| NY | Dec 20, 1978

*787OPINION OF THE COURT

Memorandum.

The order of the Appellate Division should be reversed, with costs.

Generally, a notice of claim against a municipality must be filed "within ninety days after the claim arises” (General Municipal Law, § 50-e, subd 1). Under the law as it existed when the claim arose in this case, where a claimant because of infancy failed to serve a timely notice of claim, the court, in its discretion, could grant leave to file a late notice of claim (see Matter of Beary v City of Rye, 44 NY2d 398). The application for leave to so file had to be made "within the period of one year after the happening of the event upon which the claim is based.” (General Municipal Law, § 50-e, subd 5, as amd by L 1976, ch 745.) In this case the application was concededly not made within this period.

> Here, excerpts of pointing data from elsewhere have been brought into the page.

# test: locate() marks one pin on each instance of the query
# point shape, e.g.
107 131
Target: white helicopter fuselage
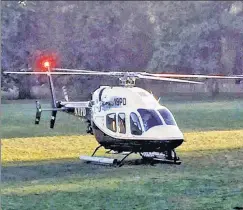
130 118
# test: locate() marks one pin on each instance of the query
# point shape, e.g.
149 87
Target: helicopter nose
164 132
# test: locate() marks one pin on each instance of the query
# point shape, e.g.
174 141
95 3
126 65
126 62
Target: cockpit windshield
167 116
150 118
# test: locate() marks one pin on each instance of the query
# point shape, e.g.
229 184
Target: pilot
122 128
146 119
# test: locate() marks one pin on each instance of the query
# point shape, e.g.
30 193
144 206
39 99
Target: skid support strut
120 163
97 148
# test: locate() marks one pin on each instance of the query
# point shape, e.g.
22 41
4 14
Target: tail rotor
38 113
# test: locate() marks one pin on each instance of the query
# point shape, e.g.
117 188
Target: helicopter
124 119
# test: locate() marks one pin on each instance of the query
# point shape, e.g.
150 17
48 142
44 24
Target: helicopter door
135 125
121 125
111 122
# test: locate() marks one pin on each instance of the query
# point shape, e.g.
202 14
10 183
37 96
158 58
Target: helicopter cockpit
139 121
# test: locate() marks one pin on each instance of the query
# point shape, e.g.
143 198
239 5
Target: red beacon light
46 64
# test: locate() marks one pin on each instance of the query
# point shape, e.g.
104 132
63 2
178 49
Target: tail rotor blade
38 113
53 119
64 89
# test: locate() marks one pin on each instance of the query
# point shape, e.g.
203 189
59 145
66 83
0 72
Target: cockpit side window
150 118
135 125
111 122
167 116
121 123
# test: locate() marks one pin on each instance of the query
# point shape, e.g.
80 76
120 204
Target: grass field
41 169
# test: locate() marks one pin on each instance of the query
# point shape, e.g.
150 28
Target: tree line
199 37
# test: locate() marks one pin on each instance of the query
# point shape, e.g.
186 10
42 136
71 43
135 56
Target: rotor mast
128 80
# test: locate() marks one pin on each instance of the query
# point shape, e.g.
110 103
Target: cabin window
135 125
150 118
167 116
111 122
121 123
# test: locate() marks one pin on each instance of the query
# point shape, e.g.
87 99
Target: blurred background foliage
198 37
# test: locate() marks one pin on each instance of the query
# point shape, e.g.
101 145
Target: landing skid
104 160
168 157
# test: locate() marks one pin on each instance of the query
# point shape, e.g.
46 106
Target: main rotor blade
64 73
168 79
74 70
194 76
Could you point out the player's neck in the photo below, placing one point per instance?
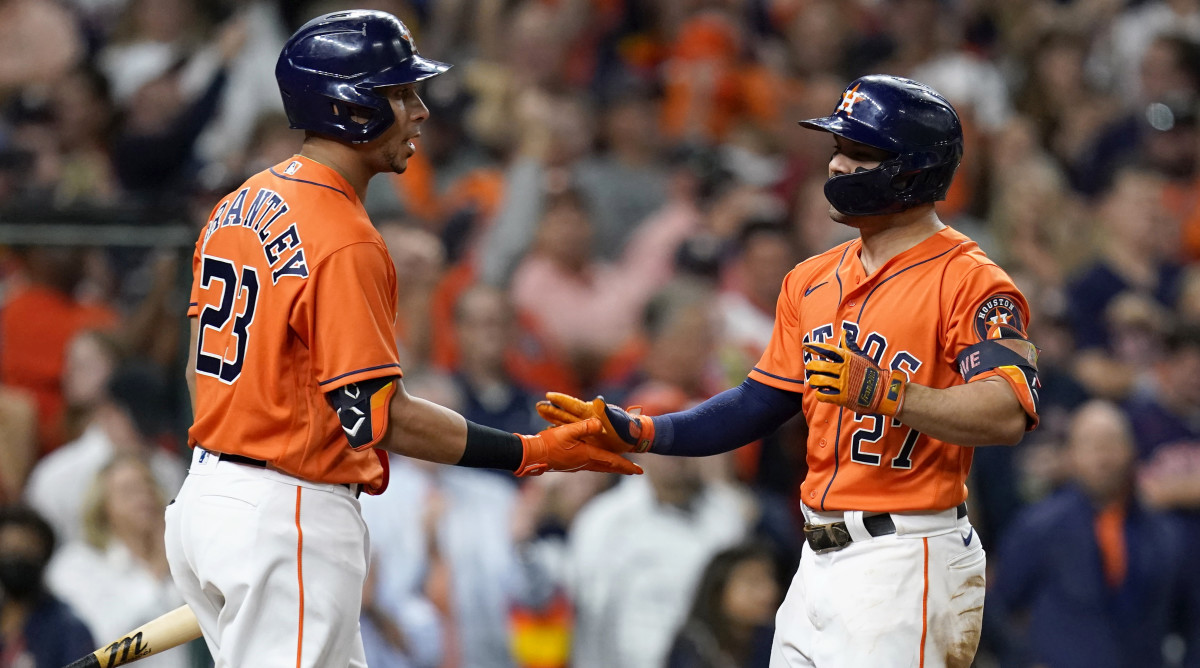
(340, 158)
(895, 234)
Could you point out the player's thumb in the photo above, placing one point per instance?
(568, 403)
(582, 428)
(616, 463)
(553, 414)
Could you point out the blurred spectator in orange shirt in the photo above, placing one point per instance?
(36, 323)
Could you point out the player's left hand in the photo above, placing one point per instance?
(845, 375)
(571, 447)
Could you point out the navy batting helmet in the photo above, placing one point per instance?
(333, 66)
(907, 119)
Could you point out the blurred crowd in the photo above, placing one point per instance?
(605, 200)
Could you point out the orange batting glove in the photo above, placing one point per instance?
(571, 447)
(845, 375)
(623, 431)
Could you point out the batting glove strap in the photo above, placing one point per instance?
(631, 427)
(570, 447)
(623, 431)
(845, 375)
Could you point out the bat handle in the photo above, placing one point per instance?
(89, 661)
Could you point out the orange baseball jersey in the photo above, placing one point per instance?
(295, 295)
(916, 313)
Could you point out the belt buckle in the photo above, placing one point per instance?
(831, 537)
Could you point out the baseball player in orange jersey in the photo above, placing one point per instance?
(904, 349)
(293, 371)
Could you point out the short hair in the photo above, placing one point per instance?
(97, 528)
(25, 517)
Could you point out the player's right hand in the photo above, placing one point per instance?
(623, 431)
(571, 447)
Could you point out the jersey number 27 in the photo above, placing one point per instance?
(216, 317)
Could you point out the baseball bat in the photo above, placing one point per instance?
(159, 635)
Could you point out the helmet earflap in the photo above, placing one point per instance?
(331, 68)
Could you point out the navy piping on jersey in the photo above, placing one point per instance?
(837, 458)
(837, 272)
(779, 377)
(898, 274)
(274, 173)
(355, 371)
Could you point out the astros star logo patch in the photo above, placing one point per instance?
(999, 317)
(850, 98)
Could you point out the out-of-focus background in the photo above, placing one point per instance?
(605, 200)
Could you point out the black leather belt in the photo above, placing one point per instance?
(261, 464)
(829, 537)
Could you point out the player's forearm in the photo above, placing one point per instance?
(983, 413)
(423, 429)
(725, 422)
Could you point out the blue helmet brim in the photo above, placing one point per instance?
(413, 70)
(835, 125)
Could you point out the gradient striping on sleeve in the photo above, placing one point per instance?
(779, 381)
(1024, 386)
(357, 372)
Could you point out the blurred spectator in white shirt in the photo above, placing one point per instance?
(117, 578)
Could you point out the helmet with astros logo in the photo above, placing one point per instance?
(906, 119)
(330, 71)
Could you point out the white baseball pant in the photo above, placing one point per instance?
(273, 566)
(906, 600)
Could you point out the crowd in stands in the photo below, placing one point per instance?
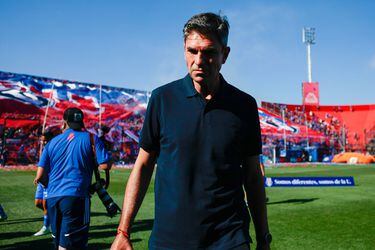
(20, 146)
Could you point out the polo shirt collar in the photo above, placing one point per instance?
(189, 89)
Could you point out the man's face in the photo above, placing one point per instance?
(204, 56)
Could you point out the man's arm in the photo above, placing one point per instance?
(256, 198)
(136, 188)
(39, 175)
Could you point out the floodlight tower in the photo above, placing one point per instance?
(308, 38)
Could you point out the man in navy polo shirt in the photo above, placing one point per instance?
(68, 160)
(204, 135)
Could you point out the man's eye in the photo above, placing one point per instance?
(210, 52)
(192, 51)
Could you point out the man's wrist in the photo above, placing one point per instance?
(124, 233)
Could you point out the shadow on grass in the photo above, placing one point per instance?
(298, 201)
(96, 232)
(34, 244)
(8, 236)
(96, 214)
(25, 220)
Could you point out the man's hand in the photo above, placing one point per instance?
(36, 181)
(121, 243)
(263, 247)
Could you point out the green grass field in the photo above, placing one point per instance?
(299, 218)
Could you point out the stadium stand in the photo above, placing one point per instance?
(300, 133)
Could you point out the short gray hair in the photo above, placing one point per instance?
(208, 24)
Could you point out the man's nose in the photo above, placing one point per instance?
(199, 59)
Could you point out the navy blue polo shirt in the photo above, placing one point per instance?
(199, 200)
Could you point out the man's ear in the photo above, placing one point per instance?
(226, 51)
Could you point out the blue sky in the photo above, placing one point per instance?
(138, 44)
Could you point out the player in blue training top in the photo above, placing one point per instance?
(41, 192)
(68, 161)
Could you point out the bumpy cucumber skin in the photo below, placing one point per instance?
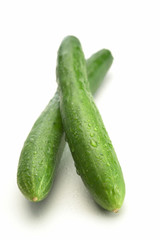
(40, 157)
(91, 147)
(42, 150)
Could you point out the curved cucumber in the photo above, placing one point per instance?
(44, 145)
(91, 147)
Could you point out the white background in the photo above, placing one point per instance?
(128, 100)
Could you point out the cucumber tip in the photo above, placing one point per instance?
(116, 210)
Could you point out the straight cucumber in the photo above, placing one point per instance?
(44, 145)
(91, 147)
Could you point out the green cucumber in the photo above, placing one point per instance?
(91, 148)
(44, 145)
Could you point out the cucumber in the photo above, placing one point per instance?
(44, 145)
(93, 153)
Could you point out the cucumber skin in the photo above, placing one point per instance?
(43, 147)
(92, 150)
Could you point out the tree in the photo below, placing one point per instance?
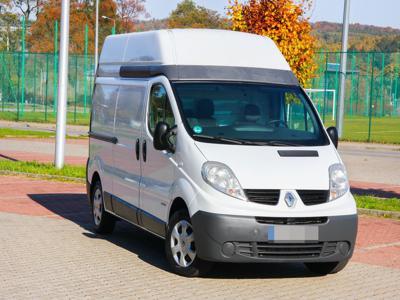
(10, 33)
(27, 7)
(285, 22)
(189, 15)
(128, 11)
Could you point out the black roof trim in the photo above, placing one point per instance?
(195, 72)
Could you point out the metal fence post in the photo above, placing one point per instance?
(23, 67)
(336, 87)
(370, 98)
(47, 84)
(3, 75)
(381, 109)
(353, 61)
(55, 60)
(366, 85)
(34, 81)
(19, 85)
(396, 76)
(325, 85)
(76, 85)
(85, 67)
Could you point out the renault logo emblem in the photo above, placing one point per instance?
(290, 199)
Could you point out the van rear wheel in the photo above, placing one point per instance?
(327, 267)
(103, 221)
(180, 247)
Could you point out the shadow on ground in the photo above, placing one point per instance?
(75, 207)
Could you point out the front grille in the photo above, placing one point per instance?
(285, 250)
(313, 197)
(292, 221)
(269, 197)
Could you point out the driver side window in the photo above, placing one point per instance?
(298, 117)
(159, 108)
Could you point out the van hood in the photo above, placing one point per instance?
(263, 167)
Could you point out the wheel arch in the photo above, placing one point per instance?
(177, 204)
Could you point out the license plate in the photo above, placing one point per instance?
(292, 233)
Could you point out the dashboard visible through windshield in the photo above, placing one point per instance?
(249, 114)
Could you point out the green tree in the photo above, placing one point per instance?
(189, 15)
(10, 33)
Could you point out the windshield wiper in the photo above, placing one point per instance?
(282, 143)
(228, 140)
(246, 142)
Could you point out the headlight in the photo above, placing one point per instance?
(221, 177)
(338, 182)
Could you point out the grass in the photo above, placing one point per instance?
(39, 117)
(10, 132)
(33, 167)
(18, 133)
(79, 172)
(370, 202)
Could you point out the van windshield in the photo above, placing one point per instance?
(249, 114)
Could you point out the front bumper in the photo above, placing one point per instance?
(228, 238)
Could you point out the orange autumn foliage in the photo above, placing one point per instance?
(286, 23)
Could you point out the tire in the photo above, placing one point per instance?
(326, 268)
(180, 247)
(104, 222)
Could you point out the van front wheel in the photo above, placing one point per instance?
(326, 268)
(180, 247)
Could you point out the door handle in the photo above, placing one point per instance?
(144, 150)
(137, 149)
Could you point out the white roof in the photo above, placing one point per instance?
(205, 47)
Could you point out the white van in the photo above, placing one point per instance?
(205, 139)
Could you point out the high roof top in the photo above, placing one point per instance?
(199, 47)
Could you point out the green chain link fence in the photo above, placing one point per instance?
(372, 108)
(28, 91)
(36, 100)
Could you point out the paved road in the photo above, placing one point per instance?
(49, 251)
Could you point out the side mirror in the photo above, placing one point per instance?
(333, 134)
(161, 135)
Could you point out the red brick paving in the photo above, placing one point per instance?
(376, 189)
(43, 158)
(378, 240)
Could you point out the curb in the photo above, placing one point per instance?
(379, 213)
(44, 176)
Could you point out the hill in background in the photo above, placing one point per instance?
(361, 37)
(329, 35)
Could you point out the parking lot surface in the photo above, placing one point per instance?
(48, 251)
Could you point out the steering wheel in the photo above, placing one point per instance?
(279, 122)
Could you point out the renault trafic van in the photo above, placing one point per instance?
(204, 138)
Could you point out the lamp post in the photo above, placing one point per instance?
(96, 38)
(343, 68)
(62, 86)
(111, 19)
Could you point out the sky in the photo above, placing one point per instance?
(369, 12)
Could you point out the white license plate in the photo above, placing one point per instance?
(292, 233)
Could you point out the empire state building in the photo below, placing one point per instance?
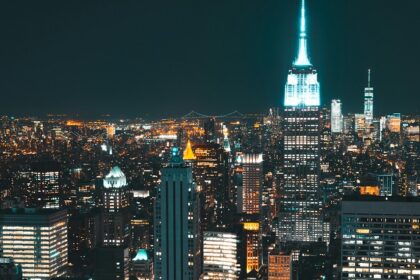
(300, 216)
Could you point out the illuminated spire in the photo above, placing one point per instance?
(302, 59)
(188, 152)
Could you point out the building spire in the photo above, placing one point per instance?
(302, 58)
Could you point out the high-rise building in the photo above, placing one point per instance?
(9, 270)
(249, 193)
(279, 264)
(112, 258)
(176, 220)
(393, 123)
(142, 266)
(111, 263)
(360, 125)
(386, 182)
(210, 131)
(220, 251)
(116, 222)
(210, 172)
(336, 116)
(251, 240)
(301, 203)
(36, 239)
(380, 238)
(368, 104)
(45, 187)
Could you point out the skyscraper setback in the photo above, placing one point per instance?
(301, 204)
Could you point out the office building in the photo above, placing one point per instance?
(111, 263)
(9, 270)
(36, 239)
(279, 264)
(45, 188)
(210, 172)
(393, 123)
(380, 238)
(249, 192)
(301, 203)
(176, 219)
(336, 116)
(251, 240)
(368, 103)
(220, 251)
(142, 266)
(116, 222)
(386, 183)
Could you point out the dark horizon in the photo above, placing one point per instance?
(155, 59)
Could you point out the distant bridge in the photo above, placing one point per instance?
(195, 115)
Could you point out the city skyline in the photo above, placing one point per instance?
(300, 190)
(64, 59)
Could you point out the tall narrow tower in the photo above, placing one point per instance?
(176, 216)
(301, 203)
(368, 108)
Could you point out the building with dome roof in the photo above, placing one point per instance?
(112, 258)
(115, 214)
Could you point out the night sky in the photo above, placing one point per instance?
(152, 58)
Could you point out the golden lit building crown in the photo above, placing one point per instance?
(188, 152)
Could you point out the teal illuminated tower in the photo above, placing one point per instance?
(301, 203)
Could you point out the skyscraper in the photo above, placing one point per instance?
(301, 203)
(336, 116)
(112, 259)
(36, 239)
(220, 251)
(115, 217)
(380, 238)
(176, 220)
(249, 193)
(368, 107)
(210, 172)
(45, 189)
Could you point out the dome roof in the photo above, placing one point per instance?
(141, 255)
(115, 178)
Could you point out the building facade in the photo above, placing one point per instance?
(36, 239)
(301, 203)
(220, 251)
(368, 103)
(249, 193)
(336, 116)
(176, 218)
(380, 238)
(116, 223)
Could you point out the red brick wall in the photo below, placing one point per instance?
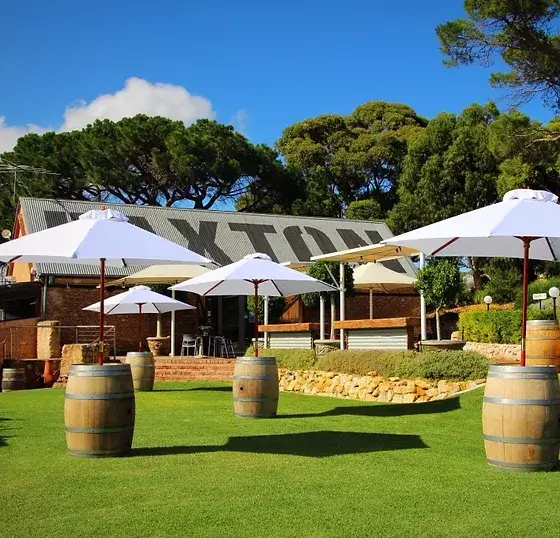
(20, 336)
(194, 369)
(65, 305)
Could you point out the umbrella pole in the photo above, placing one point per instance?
(139, 326)
(101, 312)
(256, 319)
(526, 245)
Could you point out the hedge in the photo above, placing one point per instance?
(456, 365)
(494, 326)
(294, 359)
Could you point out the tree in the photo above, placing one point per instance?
(276, 307)
(449, 170)
(441, 283)
(347, 158)
(522, 33)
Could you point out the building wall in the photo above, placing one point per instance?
(67, 297)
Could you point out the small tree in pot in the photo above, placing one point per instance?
(441, 283)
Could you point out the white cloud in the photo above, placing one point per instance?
(138, 96)
(10, 133)
(240, 119)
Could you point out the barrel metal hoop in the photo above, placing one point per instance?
(520, 376)
(257, 377)
(263, 399)
(116, 396)
(522, 466)
(522, 440)
(77, 429)
(521, 401)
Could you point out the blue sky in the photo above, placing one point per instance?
(258, 64)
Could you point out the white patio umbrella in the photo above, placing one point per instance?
(256, 274)
(139, 300)
(103, 237)
(376, 276)
(526, 224)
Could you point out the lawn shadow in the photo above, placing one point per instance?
(385, 410)
(319, 444)
(3, 430)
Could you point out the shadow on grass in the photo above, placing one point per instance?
(3, 430)
(386, 410)
(319, 444)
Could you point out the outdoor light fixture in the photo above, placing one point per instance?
(554, 292)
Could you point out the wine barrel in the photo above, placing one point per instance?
(143, 369)
(99, 410)
(13, 379)
(543, 343)
(520, 415)
(255, 387)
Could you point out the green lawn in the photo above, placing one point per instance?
(324, 467)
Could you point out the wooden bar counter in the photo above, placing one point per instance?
(389, 333)
(291, 335)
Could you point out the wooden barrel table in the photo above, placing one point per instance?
(143, 369)
(13, 379)
(255, 387)
(543, 343)
(520, 415)
(99, 410)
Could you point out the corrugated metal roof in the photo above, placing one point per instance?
(224, 236)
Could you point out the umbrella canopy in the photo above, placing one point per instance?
(256, 274)
(103, 237)
(240, 278)
(161, 274)
(139, 297)
(526, 224)
(98, 234)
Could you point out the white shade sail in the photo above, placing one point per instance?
(239, 278)
(161, 274)
(494, 231)
(95, 235)
(129, 302)
(378, 277)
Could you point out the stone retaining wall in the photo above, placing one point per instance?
(371, 387)
(497, 352)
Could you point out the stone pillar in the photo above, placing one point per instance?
(48, 340)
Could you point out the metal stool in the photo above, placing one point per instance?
(189, 342)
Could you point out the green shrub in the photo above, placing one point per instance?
(459, 365)
(495, 326)
(294, 359)
(538, 286)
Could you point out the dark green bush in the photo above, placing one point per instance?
(538, 286)
(458, 365)
(495, 326)
(294, 359)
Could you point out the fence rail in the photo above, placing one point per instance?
(26, 335)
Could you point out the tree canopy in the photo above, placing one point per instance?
(523, 34)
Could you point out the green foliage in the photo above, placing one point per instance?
(460, 365)
(342, 159)
(276, 307)
(364, 210)
(522, 35)
(504, 278)
(493, 326)
(538, 286)
(320, 270)
(294, 359)
(441, 283)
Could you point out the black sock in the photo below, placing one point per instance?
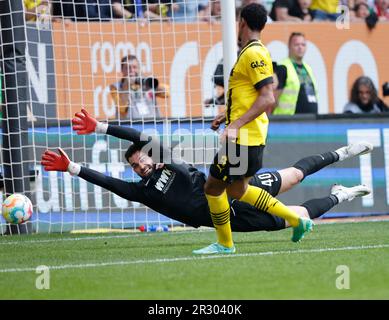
(314, 163)
(317, 207)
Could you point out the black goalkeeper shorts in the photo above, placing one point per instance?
(234, 162)
(246, 218)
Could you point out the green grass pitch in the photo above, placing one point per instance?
(160, 265)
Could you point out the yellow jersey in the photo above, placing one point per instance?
(329, 6)
(252, 70)
(31, 4)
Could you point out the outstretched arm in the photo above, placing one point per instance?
(84, 123)
(52, 161)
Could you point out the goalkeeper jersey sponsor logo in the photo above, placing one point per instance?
(165, 180)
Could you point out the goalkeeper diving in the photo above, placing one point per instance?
(176, 189)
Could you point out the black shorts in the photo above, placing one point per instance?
(234, 162)
(246, 218)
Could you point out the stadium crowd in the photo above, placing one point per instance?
(295, 86)
(370, 11)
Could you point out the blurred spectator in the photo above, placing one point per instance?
(382, 9)
(301, 9)
(187, 10)
(129, 9)
(325, 10)
(82, 10)
(36, 10)
(135, 96)
(364, 98)
(281, 11)
(292, 10)
(210, 12)
(362, 13)
(297, 89)
(218, 82)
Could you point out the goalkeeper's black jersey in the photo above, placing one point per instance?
(176, 190)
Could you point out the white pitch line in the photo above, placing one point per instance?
(130, 235)
(192, 258)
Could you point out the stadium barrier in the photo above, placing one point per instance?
(86, 59)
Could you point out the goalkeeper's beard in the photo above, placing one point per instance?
(148, 171)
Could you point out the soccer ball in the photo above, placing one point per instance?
(17, 208)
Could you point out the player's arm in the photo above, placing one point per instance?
(84, 123)
(259, 70)
(219, 119)
(265, 101)
(52, 161)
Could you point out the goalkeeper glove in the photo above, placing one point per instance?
(84, 123)
(52, 161)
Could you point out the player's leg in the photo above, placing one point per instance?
(309, 165)
(215, 192)
(317, 207)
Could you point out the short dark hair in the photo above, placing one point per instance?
(255, 16)
(355, 90)
(295, 34)
(131, 150)
(130, 57)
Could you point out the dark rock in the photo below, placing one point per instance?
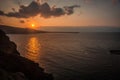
(11, 62)
(7, 46)
(4, 75)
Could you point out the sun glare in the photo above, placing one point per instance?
(32, 25)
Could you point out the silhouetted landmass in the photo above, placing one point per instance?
(15, 67)
(16, 30)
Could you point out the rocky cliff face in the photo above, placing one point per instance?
(15, 67)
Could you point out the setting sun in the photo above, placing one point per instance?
(33, 25)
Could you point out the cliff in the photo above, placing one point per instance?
(15, 67)
(16, 30)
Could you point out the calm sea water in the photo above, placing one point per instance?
(70, 55)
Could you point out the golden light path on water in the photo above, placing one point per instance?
(34, 49)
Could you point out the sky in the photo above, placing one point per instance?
(66, 13)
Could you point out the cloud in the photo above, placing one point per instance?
(44, 10)
(70, 9)
(22, 21)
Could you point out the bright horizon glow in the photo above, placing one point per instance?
(91, 13)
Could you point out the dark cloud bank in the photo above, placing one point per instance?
(44, 10)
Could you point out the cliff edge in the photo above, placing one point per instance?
(15, 67)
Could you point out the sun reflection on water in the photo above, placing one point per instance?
(33, 49)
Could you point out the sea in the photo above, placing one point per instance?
(72, 56)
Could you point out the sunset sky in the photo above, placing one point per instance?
(25, 13)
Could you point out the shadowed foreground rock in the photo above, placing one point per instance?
(15, 67)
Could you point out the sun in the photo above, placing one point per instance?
(32, 25)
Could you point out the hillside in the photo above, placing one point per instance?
(16, 30)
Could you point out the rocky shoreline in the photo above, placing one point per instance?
(15, 67)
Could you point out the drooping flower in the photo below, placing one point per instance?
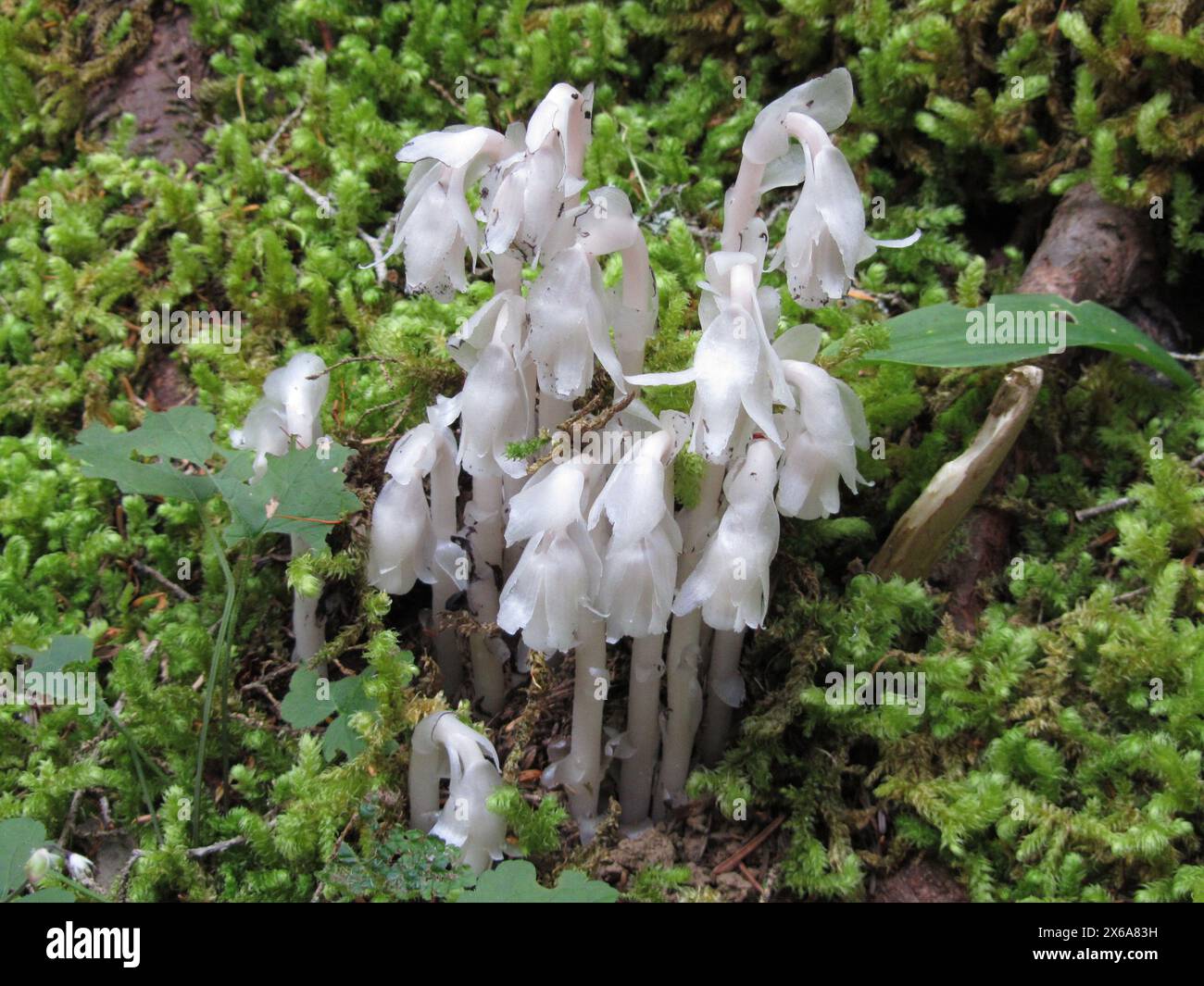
(444, 746)
(826, 231)
(412, 536)
(557, 580)
(822, 437)
(639, 568)
(769, 160)
(434, 227)
(731, 581)
(734, 366)
(290, 409)
(494, 406)
(522, 195)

It is argued, however, that the infant was undergoing "continuous treatment” during the period of her visits to the hospital, and therefore that the one-year statutory period did not begin to run until September 25, 1974, the date of her last hospital visit. But the continuous treatment doctrine is applicable only "when the course of treatment which includes the wrongful acts or omissions has run continuously and is related to the same original condition or complaint” (Borgia v City of New York, 12 NY2d 151, 155). Here, since the infant’s visits to the hospital were, so far as averred, merely for routine pediatric examinations, the infant appearing during this period to be in perfect health, the continuous treatment doctrine should not be applied (Davis v City of New York, 38 NY2d 257).

Chief Judge Breitel and Judges Jasen, Gabrielli, Jones, Wachtler, Fuchsberg and Cooke concur.

Order reversed, with costs, and the application to file a late notice of claim denied in a memorandum.